Paper-based immunoassays are widely used point-of-care diagnostic tools for the detection of specific biomarkers. Such paper-immunoassays typically provide only a qualitative YES/NO visual result, indicated by the presence or absence of colored test and control lines formed by optical signals such as colorimetric changes on a paper strip. These simple readouts are fast and user-friendly but often lack quantitative analysis. Detection using external reader, or attachments in the smartphones are proposed that can capture and analyse the optical signals. However, the major drawbacks of existing smartphone solutions are brand-specific or assay-specific, requiring specific apps or hardware for different test types. Thus, the quantification system that can accurately identify and quantify multiple brands and types of paper-based immunoassays without needing external hardware remains a challenge.

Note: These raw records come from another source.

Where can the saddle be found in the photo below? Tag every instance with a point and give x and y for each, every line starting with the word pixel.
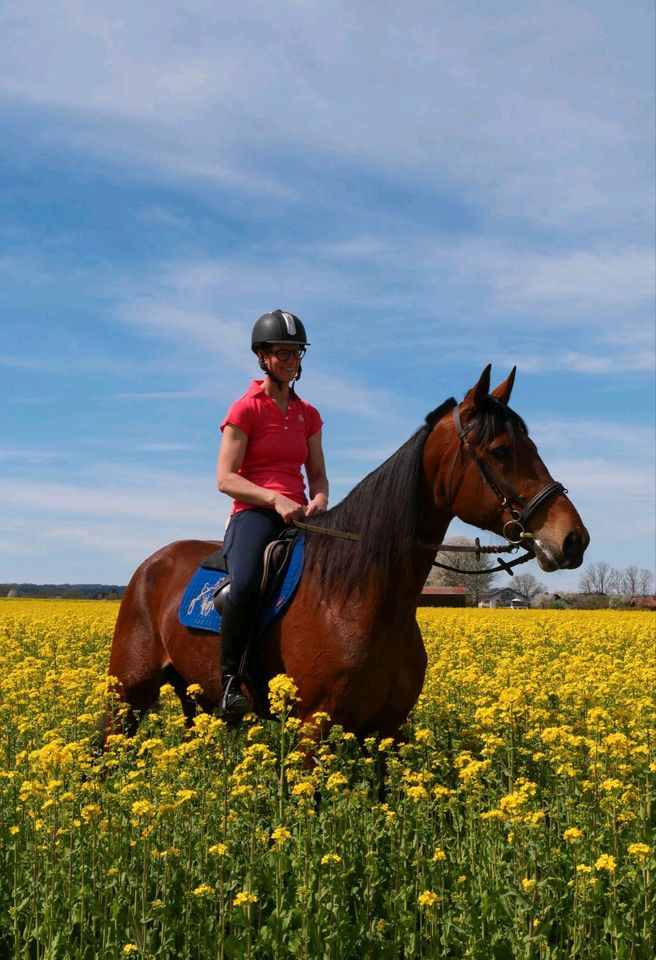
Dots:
pixel 275 559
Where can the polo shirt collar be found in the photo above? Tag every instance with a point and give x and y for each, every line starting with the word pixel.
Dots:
pixel 255 389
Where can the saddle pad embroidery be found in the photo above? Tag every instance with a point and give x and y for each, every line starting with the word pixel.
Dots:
pixel 197 607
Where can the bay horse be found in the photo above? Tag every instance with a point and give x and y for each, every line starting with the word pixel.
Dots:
pixel 349 637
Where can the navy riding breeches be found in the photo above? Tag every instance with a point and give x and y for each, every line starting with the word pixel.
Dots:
pixel 248 533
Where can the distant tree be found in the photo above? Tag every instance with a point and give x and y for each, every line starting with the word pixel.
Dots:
pixel 599 577
pixel 528 586
pixel 629 581
pixel 645 580
pixel 476 584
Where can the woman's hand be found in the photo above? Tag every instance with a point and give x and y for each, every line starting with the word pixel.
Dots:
pixel 288 509
pixel 318 504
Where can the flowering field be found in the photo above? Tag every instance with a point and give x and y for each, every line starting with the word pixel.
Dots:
pixel 517 818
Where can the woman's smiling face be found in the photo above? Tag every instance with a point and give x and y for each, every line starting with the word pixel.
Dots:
pixel 283 359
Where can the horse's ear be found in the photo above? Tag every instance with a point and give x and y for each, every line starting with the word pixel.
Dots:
pixel 476 397
pixel 503 391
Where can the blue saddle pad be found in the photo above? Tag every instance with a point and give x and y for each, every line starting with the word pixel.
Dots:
pixel 197 606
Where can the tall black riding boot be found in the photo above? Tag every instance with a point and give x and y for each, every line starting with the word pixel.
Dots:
pixel 236 625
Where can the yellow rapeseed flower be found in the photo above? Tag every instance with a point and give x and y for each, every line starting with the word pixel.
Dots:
pixel 428 899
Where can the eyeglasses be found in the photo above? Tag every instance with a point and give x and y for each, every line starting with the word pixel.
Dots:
pixel 289 354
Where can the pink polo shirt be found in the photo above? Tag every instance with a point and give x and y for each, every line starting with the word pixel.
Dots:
pixel 277 444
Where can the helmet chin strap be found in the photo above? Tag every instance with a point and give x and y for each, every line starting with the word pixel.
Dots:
pixel 272 376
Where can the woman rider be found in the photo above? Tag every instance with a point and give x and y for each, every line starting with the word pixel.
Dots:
pixel 268 435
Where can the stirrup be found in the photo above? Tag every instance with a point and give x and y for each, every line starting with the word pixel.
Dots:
pixel 234 704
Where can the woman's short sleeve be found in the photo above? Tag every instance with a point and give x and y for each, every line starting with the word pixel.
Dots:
pixel 314 421
pixel 240 415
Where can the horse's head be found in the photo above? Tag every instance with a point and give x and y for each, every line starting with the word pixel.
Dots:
pixel 484 468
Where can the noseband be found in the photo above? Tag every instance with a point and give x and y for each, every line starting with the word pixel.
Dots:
pixel 519 509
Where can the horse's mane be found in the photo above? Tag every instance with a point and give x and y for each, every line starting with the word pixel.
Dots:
pixel 382 508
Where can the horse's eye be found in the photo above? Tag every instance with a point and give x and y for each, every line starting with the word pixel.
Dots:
pixel 502 454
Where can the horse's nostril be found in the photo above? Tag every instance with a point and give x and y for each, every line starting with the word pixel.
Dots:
pixel 573 545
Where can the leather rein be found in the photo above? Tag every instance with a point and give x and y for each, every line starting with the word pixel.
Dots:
pixel 519 509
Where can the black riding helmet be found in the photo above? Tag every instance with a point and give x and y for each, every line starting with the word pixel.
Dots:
pixel 278 327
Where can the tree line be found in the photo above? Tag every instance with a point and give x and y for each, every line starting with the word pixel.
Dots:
pixel 597 578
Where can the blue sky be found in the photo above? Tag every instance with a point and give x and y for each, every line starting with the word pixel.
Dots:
pixel 430 188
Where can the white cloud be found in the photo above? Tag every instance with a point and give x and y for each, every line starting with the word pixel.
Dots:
pixel 532 112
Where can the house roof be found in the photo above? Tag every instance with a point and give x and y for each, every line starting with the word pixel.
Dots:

Addressing this limitation, this work also introduced a generic, smartphone-compatible algorithm driven by convolutional neural networks (CNNs) for quantitative interpretation of colorimetry signals from the paper devices across (i) different brands; (ii) different assays, and (iii) compatible with environmental conditions, as well as device orientations. Validation involved diverse commercial kits such as pregnancy kits and ovulation kits, imaged using different brands of smartphone. The framework developed provides an end-to-end solution that extracts image features, maps the intensity values to sample concentrations, generating calibration curves for accurate analyte quantification. Further, our framework was tested on in-house designed competitive immunoassays for vitamin D3 detection and quantification. This work highlights advancements biosensors designs with digital innovation for AI-powered smartphone diagnostics, overcoming traditional limitations of rapid diagnostic tests.